Oscillation regimes and mechanisms in the vortex-induced vibrations of three circular cylinders with equilateral-triangular arrangements

Abstract

This paper presents the oscillation regimes and underlying mechanisms of the vortex-induced vibrations (VIVs) of three separated and elastically mounted circular cylinders aligned in equilateral-triangular arrangements with the Reynolds number Re = 100, the mass ratio m* = 2.0, the spacing ratio L* = 2.0–5.0, and the reduced velocity Ur = 0.0–15.0. Three cylinders, with one placed upstream and the other two placed side-by-side downstream, are constrained to vibrate only in the transverse direction. In the examined L* range, the responses of the three cylinders can be divided into five regimes. The features of the vibration amplitudes, vibration frequencies, displacement phase lags, and mean position shifts in each regime are explored in detail. The mechanisms of several important issues regarding the VIV are elucidated.
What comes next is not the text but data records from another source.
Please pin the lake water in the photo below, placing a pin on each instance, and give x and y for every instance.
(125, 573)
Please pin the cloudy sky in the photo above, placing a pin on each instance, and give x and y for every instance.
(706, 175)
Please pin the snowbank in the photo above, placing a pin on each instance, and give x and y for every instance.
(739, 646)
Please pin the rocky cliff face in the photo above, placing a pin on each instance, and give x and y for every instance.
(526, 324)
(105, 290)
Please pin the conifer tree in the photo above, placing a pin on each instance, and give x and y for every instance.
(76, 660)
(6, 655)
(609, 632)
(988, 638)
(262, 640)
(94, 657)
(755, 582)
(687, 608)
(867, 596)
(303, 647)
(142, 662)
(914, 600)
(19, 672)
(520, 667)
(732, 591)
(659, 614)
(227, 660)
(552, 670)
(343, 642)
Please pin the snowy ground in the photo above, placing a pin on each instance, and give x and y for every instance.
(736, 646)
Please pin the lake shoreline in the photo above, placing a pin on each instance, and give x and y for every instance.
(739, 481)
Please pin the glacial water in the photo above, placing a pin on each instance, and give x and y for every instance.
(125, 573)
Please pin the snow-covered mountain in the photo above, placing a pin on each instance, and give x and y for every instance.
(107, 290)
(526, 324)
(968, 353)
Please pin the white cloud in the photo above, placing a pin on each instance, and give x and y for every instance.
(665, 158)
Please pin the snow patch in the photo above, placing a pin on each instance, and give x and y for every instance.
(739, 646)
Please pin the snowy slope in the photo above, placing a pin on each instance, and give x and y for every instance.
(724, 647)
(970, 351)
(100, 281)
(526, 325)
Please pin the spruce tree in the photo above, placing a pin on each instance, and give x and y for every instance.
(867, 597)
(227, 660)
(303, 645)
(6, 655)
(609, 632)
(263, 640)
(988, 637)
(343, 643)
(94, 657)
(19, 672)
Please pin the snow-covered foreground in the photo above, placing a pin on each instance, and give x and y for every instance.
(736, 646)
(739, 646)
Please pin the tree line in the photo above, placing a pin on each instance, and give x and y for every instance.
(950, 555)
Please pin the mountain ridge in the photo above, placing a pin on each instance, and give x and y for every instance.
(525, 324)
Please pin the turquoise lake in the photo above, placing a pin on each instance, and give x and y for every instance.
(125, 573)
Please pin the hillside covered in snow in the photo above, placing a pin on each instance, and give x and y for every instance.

We found that (1) the roles of the separation, reattachment, detachment, merging, and rolling-up of the shear layer in sustaining the cylinder vibrations differ in each regime. (2) The significant increase in the amplitudes of the two downstream cylinders in regime II stems from the vorticity supply from the upstream cylinder. (3) The low vibration frequency of the upstream cylinder in an anti-phase flow is closely related to the presence of a slightly asymmetric wake of the downstream cylinders. (4) The large-amplitude vibrations of the two downstream cylinders in regime V at L* = 2.0 is maintained by the shear layer reattachment of the upstream cylinder and the pushing effects between the two downstream cylinders. (5) Finally, the different incoming flow velocities for the upstream and downstream cylinders may cause different vibration frequencies.